Mistyfoot: I think he meant Oakheart.
Tigerclaw swipes at Stonefur.
Oakheart: Destructive way you are to.
Random RiverClan cat: Do the best to survive, you will cherish the example of destruction. (bites into Mousefur, hauls her off another random cat and pins her down)
Tigerclaw pushes Stonefur down the rocks and pounces onto Oakheart, dragging him down the rocks.
Oakheart: Grr! (slithers out and swats at Tigerclaw's nose)
Tigerclaw falls and Oakheart pounces onto Redtail, dragging him off Stonefur
Longtail: AAH! (Stonefur and Mistyfoot pounce onto him)
Tigerclaw pounces onto cat attacking Mousefur. He drags him off and rips his pelt out.
Director: (mutters) I'll kill that retailer.

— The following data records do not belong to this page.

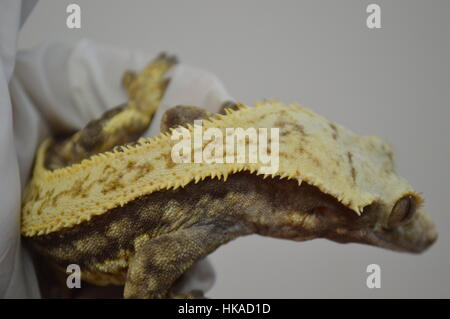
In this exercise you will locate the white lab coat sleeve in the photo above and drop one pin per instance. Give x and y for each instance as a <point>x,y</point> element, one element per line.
<point>59,87</point>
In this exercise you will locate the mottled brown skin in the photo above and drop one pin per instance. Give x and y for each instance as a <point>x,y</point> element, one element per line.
<point>150,242</point>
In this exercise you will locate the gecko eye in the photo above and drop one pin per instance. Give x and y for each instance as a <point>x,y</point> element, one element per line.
<point>403,210</point>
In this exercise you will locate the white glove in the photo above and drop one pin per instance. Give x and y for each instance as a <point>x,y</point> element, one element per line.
<point>59,87</point>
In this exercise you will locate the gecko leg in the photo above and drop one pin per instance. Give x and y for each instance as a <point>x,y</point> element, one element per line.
<point>159,262</point>
<point>120,125</point>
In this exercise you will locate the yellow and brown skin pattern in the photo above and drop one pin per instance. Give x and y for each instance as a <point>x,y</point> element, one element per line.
<point>147,244</point>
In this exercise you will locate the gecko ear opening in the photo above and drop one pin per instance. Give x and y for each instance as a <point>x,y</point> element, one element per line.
<point>403,211</point>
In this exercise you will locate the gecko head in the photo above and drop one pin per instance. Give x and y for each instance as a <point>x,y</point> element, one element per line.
<point>403,226</point>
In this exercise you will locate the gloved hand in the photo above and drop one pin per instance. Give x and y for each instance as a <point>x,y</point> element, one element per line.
<point>59,87</point>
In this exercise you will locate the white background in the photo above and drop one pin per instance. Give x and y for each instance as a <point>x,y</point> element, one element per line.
<point>393,82</point>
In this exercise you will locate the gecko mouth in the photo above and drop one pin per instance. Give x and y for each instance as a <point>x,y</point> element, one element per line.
<point>414,237</point>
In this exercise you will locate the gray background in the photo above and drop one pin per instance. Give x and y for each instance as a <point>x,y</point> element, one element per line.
<point>392,82</point>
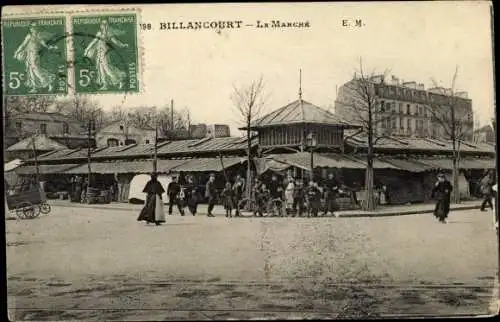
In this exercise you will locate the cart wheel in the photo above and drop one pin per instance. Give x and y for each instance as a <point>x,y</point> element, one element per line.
<point>45,208</point>
<point>19,213</point>
<point>27,209</point>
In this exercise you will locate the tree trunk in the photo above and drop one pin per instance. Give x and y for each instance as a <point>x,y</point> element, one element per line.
<point>455,176</point>
<point>248,184</point>
<point>369,204</point>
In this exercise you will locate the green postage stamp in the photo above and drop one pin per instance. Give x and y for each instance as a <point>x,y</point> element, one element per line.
<point>34,56</point>
<point>105,53</point>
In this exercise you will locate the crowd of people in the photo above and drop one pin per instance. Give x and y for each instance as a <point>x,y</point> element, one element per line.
<point>289,197</point>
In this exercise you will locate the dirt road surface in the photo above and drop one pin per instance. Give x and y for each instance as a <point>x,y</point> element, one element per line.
<point>78,263</point>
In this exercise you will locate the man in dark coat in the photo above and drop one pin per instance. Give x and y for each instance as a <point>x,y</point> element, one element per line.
<point>276,193</point>
<point>192,196</point>
<point>149,212</point>
<point>173,191</point>
<point>487,184</point>
<point>313,198</point>
<point>299,199</point>
<point>238,190</point>
<point>211,194</point>
<point>331,187</point>
<point>442,193</point>
<point>258,195</point>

He said the costume would stick onto the skin!
Redtail: ThunderClan, retreat!
Tigerclaw: Redtail, I thought we were supposed to let it go on for a longer time.
Redtail: Really?
Mousefur: OMG LET ME GO YOU FUZZING FISH BREATH! REMEMBER LONGTAIL I LOVE YOU SO MUCH! REMEMBER ME! (dragged away by random RiverClan cats)
Longtail: (dodges Stonefur and jumps over Mistyfoot) MOUSEFUR I'M SAVING YOU!
Tigerclaw: Ah, the stupid impulses of love.
Ravenpaw: (gets flung over Tigerclaw's head) AAAAAH TIGERCLAW SAVE ME! THAT FOX DUNG-STUFFED STONEFUR THREW ME DOWN FROM THE ROCKS!
Tigerclaw: (reaches up and grabs Ravenpaw) STONEFUR I'M GETTING YOU FOR THIS!
Stonefur: Shouldn't you be teaching Ravenpaw a lesson for using foul language?
Tigerclaw: OH YEAH! RAVENPAW, YOU WILL BE CLEANING THE ELDERS' DEN AND NURSERY FOR THE NEXT TWO MOONS!